Na groby wjechał ciężki sprzęt

Z kolei burmistrz Mikołajek podzielił się z dziennikarzami ustaleniami gminy poczynionymi w sprawie wycinki. – Miejscowy rolnik dzierżawił tam od Polskiej Akademii Nauk ziemię. Chciał powiększyć areał, wycinając zadrzewienia, na co PAN się zgodził. Rolnik jednak wyciął w pień wszystko wkoło: drzewa rosnące przy ciekach wodnych, na skarpach nad jeziorem oraz na małym, przedwojennym cmentarzu. A, że pracował przy tym ciężkim sprzętem, harwesterami, to groby zostały kompletnie zniszczone – powiedział PAP burmistrz Jakubowski, który w środę w tej sprawie był przesłuchiwany przez policję. Zawiadomienie gminy dotyczyło nielegalnej wycinki drzew, ponieważ, jak przekazał PAP burmistrz, mimo cofnięcia zgody rolnikowi, ten nadal wycinał zakrzaczenia i drzewa.

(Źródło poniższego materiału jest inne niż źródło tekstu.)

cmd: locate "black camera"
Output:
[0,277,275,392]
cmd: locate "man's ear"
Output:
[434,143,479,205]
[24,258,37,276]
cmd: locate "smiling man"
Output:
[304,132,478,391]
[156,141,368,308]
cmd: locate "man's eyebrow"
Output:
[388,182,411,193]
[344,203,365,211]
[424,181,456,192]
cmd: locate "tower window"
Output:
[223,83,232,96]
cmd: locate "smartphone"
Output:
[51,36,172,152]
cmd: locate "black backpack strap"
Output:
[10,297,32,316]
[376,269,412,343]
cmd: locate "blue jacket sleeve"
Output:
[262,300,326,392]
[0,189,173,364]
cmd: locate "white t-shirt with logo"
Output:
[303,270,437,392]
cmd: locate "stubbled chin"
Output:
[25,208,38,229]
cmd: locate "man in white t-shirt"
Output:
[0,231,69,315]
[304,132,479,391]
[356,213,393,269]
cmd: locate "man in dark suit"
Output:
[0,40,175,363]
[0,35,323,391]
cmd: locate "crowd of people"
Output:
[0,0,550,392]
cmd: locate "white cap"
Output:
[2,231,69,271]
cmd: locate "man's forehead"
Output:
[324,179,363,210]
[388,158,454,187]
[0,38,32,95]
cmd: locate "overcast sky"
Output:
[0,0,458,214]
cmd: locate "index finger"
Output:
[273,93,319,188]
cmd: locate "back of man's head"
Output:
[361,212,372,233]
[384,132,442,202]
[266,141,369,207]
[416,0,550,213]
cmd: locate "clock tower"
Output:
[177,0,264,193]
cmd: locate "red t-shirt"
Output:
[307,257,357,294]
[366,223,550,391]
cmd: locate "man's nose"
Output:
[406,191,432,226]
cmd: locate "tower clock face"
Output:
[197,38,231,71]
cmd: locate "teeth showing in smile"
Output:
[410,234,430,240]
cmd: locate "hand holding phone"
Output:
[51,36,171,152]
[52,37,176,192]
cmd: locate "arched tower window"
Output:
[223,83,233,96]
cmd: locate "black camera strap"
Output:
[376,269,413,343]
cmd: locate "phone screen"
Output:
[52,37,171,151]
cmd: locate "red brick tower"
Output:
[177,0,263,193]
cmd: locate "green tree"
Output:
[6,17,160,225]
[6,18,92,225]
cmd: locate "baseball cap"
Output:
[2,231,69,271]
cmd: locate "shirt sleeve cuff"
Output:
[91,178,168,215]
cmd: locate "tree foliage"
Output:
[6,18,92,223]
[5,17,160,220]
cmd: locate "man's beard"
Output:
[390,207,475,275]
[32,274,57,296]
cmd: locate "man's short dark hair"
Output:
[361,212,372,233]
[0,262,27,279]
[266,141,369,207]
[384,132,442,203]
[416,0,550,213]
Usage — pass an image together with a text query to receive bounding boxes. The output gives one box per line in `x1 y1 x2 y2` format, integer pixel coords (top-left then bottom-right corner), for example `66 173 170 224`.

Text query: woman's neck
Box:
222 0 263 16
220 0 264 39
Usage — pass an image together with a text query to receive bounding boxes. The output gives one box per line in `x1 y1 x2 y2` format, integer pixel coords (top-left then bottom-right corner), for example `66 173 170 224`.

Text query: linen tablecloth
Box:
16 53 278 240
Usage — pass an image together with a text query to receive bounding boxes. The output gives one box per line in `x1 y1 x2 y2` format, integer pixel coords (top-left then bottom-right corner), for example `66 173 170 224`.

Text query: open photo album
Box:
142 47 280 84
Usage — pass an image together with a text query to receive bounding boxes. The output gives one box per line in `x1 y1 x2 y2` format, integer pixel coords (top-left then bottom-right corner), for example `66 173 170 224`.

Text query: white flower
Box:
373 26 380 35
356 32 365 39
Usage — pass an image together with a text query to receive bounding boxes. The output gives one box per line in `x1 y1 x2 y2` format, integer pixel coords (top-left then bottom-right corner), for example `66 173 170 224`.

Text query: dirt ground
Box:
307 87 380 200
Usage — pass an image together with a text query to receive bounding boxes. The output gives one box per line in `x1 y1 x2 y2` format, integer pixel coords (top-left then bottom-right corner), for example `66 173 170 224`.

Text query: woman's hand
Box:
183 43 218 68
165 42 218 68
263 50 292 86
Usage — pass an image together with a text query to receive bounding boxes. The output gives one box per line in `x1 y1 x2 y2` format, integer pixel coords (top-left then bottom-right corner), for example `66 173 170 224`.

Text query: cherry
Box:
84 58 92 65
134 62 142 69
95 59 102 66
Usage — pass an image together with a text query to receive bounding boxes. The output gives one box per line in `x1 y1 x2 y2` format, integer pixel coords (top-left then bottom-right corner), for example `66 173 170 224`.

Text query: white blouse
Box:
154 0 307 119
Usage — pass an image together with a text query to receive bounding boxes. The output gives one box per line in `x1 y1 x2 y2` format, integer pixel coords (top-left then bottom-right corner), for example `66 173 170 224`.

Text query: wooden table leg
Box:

Gmina Mikołajki sfilmowała wycinkę zadrzewień – utrwalono m.in., jak pracował przy tym ciężki sprzęt. Film z drona pokazuje całe ogołocone z drzew połacie terenu, niektóre znajdują się tuż przy tafli jezior, w miejscach, gdzie uprawa roli jest niemożliwa. – Sam fakt, że na groby wjechał ciężki sprzęt, jest tak porażający, że nie ma na to słów – powiedział PAP pastor kościoła ewangelicko-augsburskiego w Mikołajkach ks. Bogusław Juroszek. Przed wojną wsie wokół Mikołajek były zamieszkałe przez ludność wyznania ewangelickiego (poza wsią Zełwągi, gdzie mieszkali mormoni – red.). Tradycją było zakładanie przez wiejskie społeczności małych cmentarzy, na których chowano mieszkańców wsi. Zwykle takie małe cmentarzyki umieszczano na wzniesieniu tuż za wsią, skąd rozlegał się piękny widok na tereny, które zamieszkiwali wcześniej zmarli.